Families in Psychiatry

The authentic life of Henry Grunebaum


 

References

Henry Grunebaum wrote: "Dying need not be merely a matter of letting go, of disengaging from those most dear to us, but of giving meaning, hope and a vital part of oneself to those whose lives we have touched and have touched us" ("A Final Round of Therapy, Fulfilling the Needs of 2," New York Times, Oct. 5, 2009). The reciprocity of this remark is now apt for Henry: that in his dying, he gives us a vital part of his life.

Dr. Henry Grunebaum

Henry Grunebaum died at age 87 on Friday, April 11, 2014. He was a member of the Group for the Advancement of Psychiatry (GAP) Family Committee, which was meeting on that Friday. We missed him from his usual seat by the window. He had been a member of GAP for many decades.

Henry was one of the earliest family psychiatrists: Since the 1950s, he thought, wrote, and taught us about our responsibility in caring for families. This essay is a reflection on Henry’s place in the history of family psychiatry. By following Henry’s interests, we take a tour of many family concerns that remain unattended by psychiatrists today.

His earliest work and writings concerned the care of children when a parent has a mental illness (Am. J. Psychiatry 1963;119:927-33). He was an inspiration to many during family psychiatry’s formative years.

As part of an Association of Family Psychiatrists discussion group, family psychiatrist Lee Combrinck-Graham of Stamford, Conn., wrote in remembrance of Henry: "I was a first-year resident and we had a young woman with a very young baby who thought she was an apple. This apparently had something to do with the Garden of Eden and Original Sin, but it definitely distracted her from caring for her baby. So, we wrote to Henry and read his paper, and we invited her husband to bring in the baby, and they all stayed there, on 10 Gates at the Hospital of the University of Pennsylvania. She was certainly able to stay more involved with her baby in the setting where she was getting a lot of coaching and input and support from the nurses. It was difficult, because there were no provisions for babies in psychiatric units – and what Henry had done was to inspire us to do something that was right to do, and make it work, and we did."

Fast-forward to 2011, when the University of North Carolina at Chapel Hill inaugurated the first perinatal psychiatry inpatient unit in the United States. The most frequent admitting diagnosis is perinatal unipolar mood disorder (60.4%). The unit’s success is measured by the significant improvements in symptoms of depression, anxiety, and active suicidal ideation between admission and discharge (P less than 0.0001) (Arch. Womens Ment. Health 2014;17:107-13).

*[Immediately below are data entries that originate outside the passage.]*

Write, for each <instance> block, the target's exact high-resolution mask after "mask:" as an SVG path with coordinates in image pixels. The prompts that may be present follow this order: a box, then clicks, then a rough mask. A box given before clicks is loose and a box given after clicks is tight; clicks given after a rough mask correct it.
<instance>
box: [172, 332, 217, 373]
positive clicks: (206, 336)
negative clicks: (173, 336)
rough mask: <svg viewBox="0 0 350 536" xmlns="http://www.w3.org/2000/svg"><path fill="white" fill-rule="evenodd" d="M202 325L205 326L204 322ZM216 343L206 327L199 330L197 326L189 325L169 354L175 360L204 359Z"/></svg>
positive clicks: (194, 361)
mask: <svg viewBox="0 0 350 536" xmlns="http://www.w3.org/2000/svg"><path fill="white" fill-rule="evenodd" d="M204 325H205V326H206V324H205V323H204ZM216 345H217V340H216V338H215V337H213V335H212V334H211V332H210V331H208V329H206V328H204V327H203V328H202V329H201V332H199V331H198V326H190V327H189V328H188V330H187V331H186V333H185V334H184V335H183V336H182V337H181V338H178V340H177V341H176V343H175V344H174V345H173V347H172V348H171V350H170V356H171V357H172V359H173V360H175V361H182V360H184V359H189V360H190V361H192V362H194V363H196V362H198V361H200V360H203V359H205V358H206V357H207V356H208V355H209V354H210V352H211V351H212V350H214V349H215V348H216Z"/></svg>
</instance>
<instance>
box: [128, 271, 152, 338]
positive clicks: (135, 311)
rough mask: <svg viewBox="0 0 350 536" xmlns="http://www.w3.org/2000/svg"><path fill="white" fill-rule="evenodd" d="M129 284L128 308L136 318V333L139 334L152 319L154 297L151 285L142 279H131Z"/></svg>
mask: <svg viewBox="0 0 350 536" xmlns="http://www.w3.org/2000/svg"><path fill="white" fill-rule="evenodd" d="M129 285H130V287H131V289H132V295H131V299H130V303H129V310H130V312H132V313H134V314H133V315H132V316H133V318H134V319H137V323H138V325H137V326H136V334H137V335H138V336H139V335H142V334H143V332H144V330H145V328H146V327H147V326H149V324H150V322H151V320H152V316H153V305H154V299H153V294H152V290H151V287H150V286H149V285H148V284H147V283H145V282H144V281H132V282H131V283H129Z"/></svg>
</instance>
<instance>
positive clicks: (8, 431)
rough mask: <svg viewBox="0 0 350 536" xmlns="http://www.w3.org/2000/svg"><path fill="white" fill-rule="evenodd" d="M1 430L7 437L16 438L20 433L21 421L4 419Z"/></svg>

Henry reminded psychiatrists of his early family research when, in 2011, he wrote a letter to the editor of the American Journal of Psychiatry: "It may interest readers of the article by Wickramaratne et al. on the children of depressed mothers that a study of a similar population with similar goals was conducted four decades ago" (Am. J. Psychiatry 2011;168:1222-3).

We still have a long way to go in providing care for children who have parents with mental illness. A few individuals such as Dr. Michelle D. Sherman of Oklahoma City (http://www.ouhsc.edu/safeprogram/) and Dr. William Beardslee of Harvard University (http://fampod.org) have developed programs for these children that are accessible to all practitioners, but we still lag far behind places such as the United Kingdom and Australia, which provide state programs for children who have parents with mental illness.

Henry next became concerned about the therapeutic neglect of fathers (J. Child. Psychol. Psychiatry 1964;5:241-9). He enrolled fathers in group therapy and wrote empathically about their difficulties (Br. J. Med. Psychol. 1962,35:147-54). Psychiatry still lacks a focus on fathers, especially those with mental illness.

Next, Henry turned his attention to the topic of love. Psychiatrists rarely speak of love, except with caution and a lack of comprehension. What do we say to our patients who ask us about love? There is no psychiatric theory of love. Martin S. Bergmann, Ph.D., explained: "Freud approached the topic of love reluctantly, fearing to encroach on a territory of poets or philosophers like Plato and Schopenhauer endowed with poetic gifts. Not without irony he claimed that when psychoanalysis touches the subject of love, its touch must be clumsy by comparison with that of the poets" (J. Am. Psychoanal. Assoc.1988;36:653-72).

Psychiatrists have written for the public, explaining love through brain chemistry. "A General Theory of Love" (New York: Random House, 2000), written by psychiatrists Thomas Lewis, Fari Amini, and Richard Lannon, is immensely popular and has been translated into many languages. In "Can Love Last? The Fate of Romance Over Time" (New York: W.W. Norton & Co., 2003), Stephen A. Mitchell informed readers that "romance depends on mystery, but long-term relationships depend on understanding. Romance gets its fizz from sexuality, but partnership demands tenderness and caring, not lust. Romance is based on idealization of the other, and idealizing anyone is asking for trouble." Freud described his yearning patients neatly: "Where they love, they have no desire; where they desire, they cannot love." What hormones are important in love?